The big picture: Researchers changed how they define "downtown." They used to define it by ZIP codes with the highest job density, but now do so by broader areas with the highest concentration of jobs.
- They also shifted from using two location data sources to one (analysis is based on anonymized mobile device location data) and looked at a slightly more current time frame as compared to their last update in August.
Zoom in: The new map of downtown now includes most of Old Town and Pearl District as well as Portland State University's campus — incorporating cultural hotspots like Powell's Books, the Keller Auditorium, North Park Blocks, and Portland Art Museum, but not Providence Park.
- Researchers previously defined downtown Portland as existing between NW Naito Pkwy (along the Willamette River) to SW Broadway (above Pioneer Courthouse) and the Burnside Bridge to the Hawthorne Bridge.

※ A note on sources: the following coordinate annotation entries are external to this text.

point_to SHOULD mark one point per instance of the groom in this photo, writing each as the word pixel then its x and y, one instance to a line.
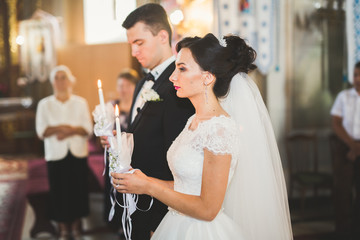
pixel 154 124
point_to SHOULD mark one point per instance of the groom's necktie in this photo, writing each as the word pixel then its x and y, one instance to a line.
pixel 139 101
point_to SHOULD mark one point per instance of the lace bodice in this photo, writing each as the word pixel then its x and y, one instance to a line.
pixel 186 155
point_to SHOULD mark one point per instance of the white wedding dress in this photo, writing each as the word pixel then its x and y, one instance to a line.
pixel 219 135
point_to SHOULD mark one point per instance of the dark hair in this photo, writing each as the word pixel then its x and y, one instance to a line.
pixel 153 15
pixel 357 65
pixel 222 61
pixel 129 74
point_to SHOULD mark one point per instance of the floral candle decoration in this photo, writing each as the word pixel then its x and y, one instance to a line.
pixel 118 129
pixel 101 97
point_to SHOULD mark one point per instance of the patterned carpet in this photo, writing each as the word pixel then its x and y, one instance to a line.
pixel 13 174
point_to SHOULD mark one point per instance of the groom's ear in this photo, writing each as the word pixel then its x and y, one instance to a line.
pixel 209 78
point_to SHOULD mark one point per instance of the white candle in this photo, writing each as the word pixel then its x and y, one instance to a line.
pixel 118 128
pixel 101 97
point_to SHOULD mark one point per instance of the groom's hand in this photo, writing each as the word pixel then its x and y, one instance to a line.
pixel 105 141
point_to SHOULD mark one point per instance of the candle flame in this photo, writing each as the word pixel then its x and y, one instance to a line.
pixel 116 110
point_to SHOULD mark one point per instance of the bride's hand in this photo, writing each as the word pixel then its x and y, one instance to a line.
pixel 136 182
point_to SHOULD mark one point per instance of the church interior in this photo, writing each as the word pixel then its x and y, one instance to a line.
pixel 303 61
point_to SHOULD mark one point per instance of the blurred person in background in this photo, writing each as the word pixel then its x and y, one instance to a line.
pixel 63 121
pixel 346 124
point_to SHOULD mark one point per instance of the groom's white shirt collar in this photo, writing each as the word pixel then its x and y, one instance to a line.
pixel 158 70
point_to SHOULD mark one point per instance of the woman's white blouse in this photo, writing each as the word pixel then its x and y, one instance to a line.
pixel 52 112
pixel 347 106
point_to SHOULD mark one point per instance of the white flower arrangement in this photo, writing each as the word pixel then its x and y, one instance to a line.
pixel 150 95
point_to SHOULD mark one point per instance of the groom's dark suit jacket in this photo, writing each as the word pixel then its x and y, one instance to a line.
pixel 154 129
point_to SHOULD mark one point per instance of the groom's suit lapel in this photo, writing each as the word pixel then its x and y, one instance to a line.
pixel 161 81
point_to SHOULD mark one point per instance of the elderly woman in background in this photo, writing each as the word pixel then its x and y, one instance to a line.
pixel 63 122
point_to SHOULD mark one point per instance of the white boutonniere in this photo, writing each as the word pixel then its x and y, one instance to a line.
pixel 150 95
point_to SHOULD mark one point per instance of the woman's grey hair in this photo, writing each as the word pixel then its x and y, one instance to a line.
pixel 61 68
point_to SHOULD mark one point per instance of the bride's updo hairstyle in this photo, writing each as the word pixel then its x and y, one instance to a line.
pixel 223 60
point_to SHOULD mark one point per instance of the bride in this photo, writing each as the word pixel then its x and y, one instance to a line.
pixel 228 179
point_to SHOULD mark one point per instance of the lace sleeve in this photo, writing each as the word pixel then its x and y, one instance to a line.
pixel 219 136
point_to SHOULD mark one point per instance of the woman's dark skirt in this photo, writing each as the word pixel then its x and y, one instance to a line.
pixel 68 181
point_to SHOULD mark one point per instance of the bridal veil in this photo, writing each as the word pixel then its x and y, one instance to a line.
pixel 256 198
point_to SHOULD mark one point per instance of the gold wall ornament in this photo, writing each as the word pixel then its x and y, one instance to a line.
pixel 13 31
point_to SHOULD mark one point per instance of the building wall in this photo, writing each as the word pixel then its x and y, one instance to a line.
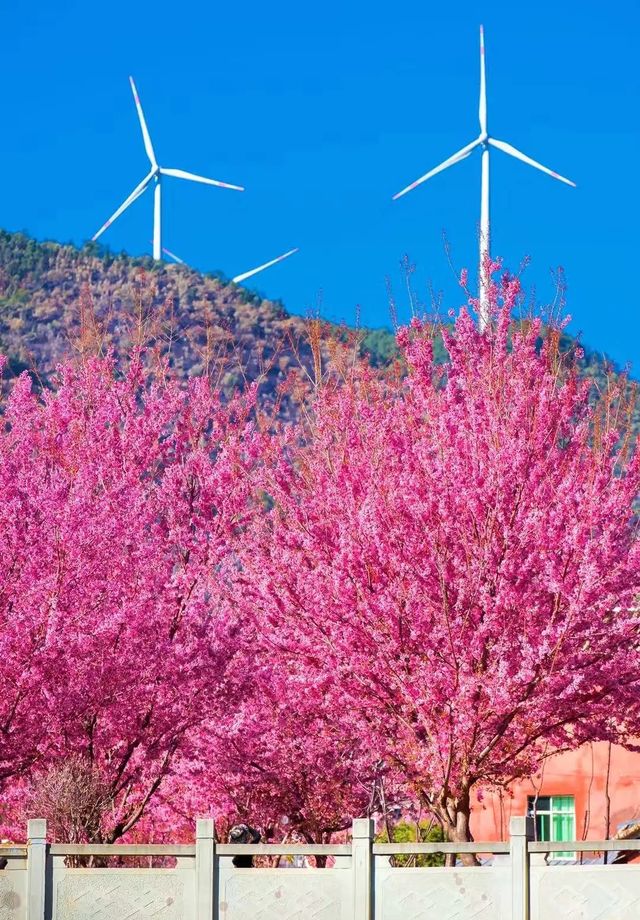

What they're saying: School of Cities director and project leader Karen Chapple says the decision to change the definition of "downtown" came after pushback from some cities and business associations.
- "We've looked at cities' own definitions of downtown, but those boundaries are historic and don't reflect where the current buildings are, or they're political, or they've been drawn to match Census boundaries," Chapple tells Axios. "So they have the same flaws as using ZIP codes."
- "So we decided to go with job densities ... figuring that's what people really care about — these are the hearts of our regions and of our cities."
What's next: Chapple's team is about to roll out a new widget allowing users to choose from different versions of "downtown," to illustrate how any given city's numbers might change depending on the chosen area.
The bottom line: Ask 100 people to draw you a map of "downtown," and you'll get 100 different maps.
- That's the big challenge with analyses like this — but as long as they're grounded in decently sound logic and the approach is thoughtfully refined based on feedback, they're insightful nonetheless.